Il tema relativo all’individuazione della sede dell’amministrazione è stato affrontato anche in un documento di lavoro dell’Ocse[9], in cui nel nuovo § 24.3 del Commentario viene sottolineato che:

  • quando un CdA assume formalmente le decisioni di direzione e commerciale fondamentali per la conduzione dell’attività dell’ente nel corso di incontri tenuti in uno Stato, ma le decisioni sono, nella sostanza, prese in un altro Stato, il luogo della direzione effettiva si trova in questo secondo Stato;
  • se un soggetto (ad esempio la casa madre o il socio di controllo), che di fatto assume le decisioni di direzione e commerciali fondamentali per la conduzione dell’attività dell’ente, il luogo della direzione effettiva è quello in cui tale soggetto prende le decisioni, sempreché queste vadano oltre quelle relative alla normale direzione e formazione delle politiche di gruppo (ad esempio le attività di direzione, coordinamento, supervisione delle attività di ciascuna società del gruppo);
  • quando un CdA approva sistematicamente le decisioni commerciali e strategiche prese dai dirigenti muniti di poteri esecutivi, assume rilevanza il luogo in cui operano questi dirigenti.

Nel distinguere il luogo in cui le decisioni sono assunte da quello in cui si sono semplicemente approvate, occorre considerare il luogo in cui vengono prese in considerazione le possibili opzioni e sono assunte le decisioni definitive[10].

Quindi, l’accertamento della sede dell’amministrazione dovrà focalizzarsi sul luogo in cui la società svolge, attraverso gli amministratori e in generale il management, “la sua prevalente attività direttiva ed amministrativa per l’esercizio dell’impresa, cioè il centro effettivo dei suoi interessi, dove la società vive ed opera, dove si trattano gli affari e i diversi fattori dell’impresa vengono organizzati e coordinati per l’esplicazione ed il raggiungimento dei fini sociali[11], effettuando un’analisi completa a tutto tondo sulla base dei criteri sopra indicati.

Conformemente, la giurisprudenza di legittimità ritiene che ai fini dell’individuazione della sede dell’amministrazione, debba prevalere la situazione sostanziale ed effettiva, assumendo un ruolo secondario il profilo formale[12].

 

La prassi operativa

La circolare n. 1/2018 della G. di F., ha fornito precise indicazioni e tracciato le linee guida da seguire nel corso di una verifica nel contesto internazionale, finalizzata a individuare la residenza fiscale di una società o di un ente.

Una visione “sostanzialistica” della dinamica e della gestione societaria individua alcuni elementi sintomatici in base ai quali pervenire a una definizione del concetto di sede dell’amministrazione, quali, fra gli altri, il luogo:

  • di residenza degli amministratori, avendo principale riguardo agli amministratori di fatto e non a quelli di diritto;
  • di effettivo esercizio del potere di gestione dei conti bancari della società e, più in genere, delle sue disponibilità finanziarie;
  • in cui è presente un apparato organizzato di beni e persone, dove viene esercitata l’impresa e da dove promanano le attività di direzione dell’ente.

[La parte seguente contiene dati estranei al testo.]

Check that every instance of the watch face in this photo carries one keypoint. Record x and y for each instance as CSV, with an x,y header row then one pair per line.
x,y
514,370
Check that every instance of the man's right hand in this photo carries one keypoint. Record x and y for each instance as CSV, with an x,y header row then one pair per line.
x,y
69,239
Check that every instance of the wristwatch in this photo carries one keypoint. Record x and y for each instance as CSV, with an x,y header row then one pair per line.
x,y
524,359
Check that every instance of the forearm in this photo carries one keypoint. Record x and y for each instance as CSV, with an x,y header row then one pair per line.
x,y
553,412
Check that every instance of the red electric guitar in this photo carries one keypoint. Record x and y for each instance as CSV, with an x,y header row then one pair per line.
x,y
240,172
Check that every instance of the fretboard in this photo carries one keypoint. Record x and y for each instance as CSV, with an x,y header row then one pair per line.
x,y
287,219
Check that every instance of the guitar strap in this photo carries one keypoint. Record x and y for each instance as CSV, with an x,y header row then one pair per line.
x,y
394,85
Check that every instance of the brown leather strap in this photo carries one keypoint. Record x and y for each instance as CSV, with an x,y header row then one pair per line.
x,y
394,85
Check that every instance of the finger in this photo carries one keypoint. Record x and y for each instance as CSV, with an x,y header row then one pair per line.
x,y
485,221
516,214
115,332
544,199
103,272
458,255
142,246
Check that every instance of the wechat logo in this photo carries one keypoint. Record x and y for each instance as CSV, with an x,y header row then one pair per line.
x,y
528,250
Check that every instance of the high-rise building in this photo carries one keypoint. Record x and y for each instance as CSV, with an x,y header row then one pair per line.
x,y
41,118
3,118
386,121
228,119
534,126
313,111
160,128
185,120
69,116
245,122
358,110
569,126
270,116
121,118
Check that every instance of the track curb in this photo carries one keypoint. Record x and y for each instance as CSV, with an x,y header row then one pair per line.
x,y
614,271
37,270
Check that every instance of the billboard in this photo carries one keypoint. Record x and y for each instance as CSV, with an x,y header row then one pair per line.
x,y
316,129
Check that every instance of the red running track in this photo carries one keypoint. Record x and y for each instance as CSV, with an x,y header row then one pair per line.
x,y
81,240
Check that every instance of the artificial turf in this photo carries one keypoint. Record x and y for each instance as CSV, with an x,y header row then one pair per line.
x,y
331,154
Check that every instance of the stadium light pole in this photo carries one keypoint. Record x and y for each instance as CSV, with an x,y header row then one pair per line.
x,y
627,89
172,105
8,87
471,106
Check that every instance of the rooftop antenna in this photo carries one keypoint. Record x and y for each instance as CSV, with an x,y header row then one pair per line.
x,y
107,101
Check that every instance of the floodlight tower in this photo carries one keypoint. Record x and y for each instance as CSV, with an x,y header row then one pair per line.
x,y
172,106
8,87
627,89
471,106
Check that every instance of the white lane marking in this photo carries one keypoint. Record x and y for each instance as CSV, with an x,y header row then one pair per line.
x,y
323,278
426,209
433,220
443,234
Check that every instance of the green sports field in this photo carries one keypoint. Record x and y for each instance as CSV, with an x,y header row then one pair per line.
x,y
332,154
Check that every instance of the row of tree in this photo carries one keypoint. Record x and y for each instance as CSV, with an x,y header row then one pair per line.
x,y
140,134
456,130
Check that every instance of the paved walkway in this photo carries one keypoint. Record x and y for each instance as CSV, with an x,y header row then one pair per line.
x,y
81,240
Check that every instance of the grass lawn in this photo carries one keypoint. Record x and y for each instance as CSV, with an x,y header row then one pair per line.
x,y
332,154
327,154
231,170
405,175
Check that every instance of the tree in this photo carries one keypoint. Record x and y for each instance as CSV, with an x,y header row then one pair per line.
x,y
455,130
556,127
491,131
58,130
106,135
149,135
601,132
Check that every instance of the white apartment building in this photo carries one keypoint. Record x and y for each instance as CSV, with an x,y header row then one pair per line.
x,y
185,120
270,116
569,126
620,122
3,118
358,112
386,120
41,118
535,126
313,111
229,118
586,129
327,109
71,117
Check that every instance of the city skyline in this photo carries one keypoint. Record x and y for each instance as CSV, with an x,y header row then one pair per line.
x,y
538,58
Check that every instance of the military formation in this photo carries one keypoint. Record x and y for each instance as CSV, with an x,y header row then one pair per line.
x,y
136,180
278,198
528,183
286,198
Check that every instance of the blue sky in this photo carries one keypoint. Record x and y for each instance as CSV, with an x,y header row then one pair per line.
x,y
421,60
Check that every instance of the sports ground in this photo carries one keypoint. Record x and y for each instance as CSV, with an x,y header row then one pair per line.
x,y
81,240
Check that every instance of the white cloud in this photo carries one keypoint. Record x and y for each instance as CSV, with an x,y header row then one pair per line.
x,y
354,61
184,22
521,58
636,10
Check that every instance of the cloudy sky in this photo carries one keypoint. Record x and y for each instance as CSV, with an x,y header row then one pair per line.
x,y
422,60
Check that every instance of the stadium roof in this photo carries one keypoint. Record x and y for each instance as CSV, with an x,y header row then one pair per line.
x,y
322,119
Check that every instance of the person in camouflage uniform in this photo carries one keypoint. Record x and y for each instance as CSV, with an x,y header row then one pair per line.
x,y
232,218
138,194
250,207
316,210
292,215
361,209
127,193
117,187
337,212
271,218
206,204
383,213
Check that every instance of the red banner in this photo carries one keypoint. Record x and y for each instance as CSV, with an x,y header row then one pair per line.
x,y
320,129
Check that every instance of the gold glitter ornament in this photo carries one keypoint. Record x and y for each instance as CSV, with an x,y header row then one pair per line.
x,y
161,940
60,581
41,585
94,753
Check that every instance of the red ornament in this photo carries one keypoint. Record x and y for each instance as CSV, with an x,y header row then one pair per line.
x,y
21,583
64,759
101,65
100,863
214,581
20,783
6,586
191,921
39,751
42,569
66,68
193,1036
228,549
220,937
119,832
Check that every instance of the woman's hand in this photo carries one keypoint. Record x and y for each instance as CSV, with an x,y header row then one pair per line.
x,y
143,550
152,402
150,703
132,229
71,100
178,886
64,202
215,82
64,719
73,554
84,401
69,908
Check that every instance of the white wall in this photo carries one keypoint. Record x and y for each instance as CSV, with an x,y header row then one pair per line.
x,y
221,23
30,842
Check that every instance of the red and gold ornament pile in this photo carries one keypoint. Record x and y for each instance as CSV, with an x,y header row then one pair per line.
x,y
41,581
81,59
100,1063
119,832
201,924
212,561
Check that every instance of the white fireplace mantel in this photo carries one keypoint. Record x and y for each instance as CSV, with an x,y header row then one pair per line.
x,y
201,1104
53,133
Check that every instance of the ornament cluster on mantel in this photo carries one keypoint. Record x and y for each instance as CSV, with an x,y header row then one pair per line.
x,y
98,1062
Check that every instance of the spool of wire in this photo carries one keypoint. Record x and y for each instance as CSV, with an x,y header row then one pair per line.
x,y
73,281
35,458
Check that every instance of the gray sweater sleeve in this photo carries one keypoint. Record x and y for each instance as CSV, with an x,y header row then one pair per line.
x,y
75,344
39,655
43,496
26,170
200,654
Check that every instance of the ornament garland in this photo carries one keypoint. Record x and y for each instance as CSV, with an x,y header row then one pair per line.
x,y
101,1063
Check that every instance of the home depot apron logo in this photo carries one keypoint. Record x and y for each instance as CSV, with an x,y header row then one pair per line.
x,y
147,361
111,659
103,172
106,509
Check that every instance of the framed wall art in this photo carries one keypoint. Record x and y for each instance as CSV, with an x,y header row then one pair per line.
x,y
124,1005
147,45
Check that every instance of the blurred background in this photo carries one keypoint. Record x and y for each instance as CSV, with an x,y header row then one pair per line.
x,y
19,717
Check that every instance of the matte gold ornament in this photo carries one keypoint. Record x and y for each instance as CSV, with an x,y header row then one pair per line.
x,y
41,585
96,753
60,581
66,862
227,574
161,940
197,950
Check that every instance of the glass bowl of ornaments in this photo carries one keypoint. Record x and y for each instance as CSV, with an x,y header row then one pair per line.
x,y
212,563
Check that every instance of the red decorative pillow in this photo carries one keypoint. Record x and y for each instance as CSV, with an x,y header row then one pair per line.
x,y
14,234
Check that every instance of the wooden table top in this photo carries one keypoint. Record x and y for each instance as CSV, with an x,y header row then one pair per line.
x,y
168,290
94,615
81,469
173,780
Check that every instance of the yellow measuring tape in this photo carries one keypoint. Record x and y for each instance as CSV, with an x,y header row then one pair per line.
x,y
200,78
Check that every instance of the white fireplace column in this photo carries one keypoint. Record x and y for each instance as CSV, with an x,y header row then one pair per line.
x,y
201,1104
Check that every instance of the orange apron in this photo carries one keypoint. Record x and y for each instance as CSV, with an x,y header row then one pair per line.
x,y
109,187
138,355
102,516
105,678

In sede ispettiva, pertanto, l’attenzione dei verificatori andrà posta sul reperimento di tutti gli elementi utili a comprovare, nel loro insieme, che le attività gestionali della società formalmente residente all’estero sono, di fatto, svolte sul territorio nazionale.

In linea generale, sia in sede di accesso sia nel corso della verifica si avrà cura di ricercare e acquisire la documentazione che può risultare idonea a sostenere la residenza fiscale in Italia dell’entità di diritto estero.

A titolo esemplificativo, occorrerà acquisire notizie e documenti in merito al luogo:

  • di residenza degli amministratori, verificando se vi sia prevalenza di consiglieri residenti in Italia. In proposito, occorre evidenziare come la prassi societaria abbia rilevato, nel tempo, un crescente utilizzo di amministratori “professionali” e di società di mera domiciliazione ubicate all’estero, preposte alla gestione amministrativa dell’ente.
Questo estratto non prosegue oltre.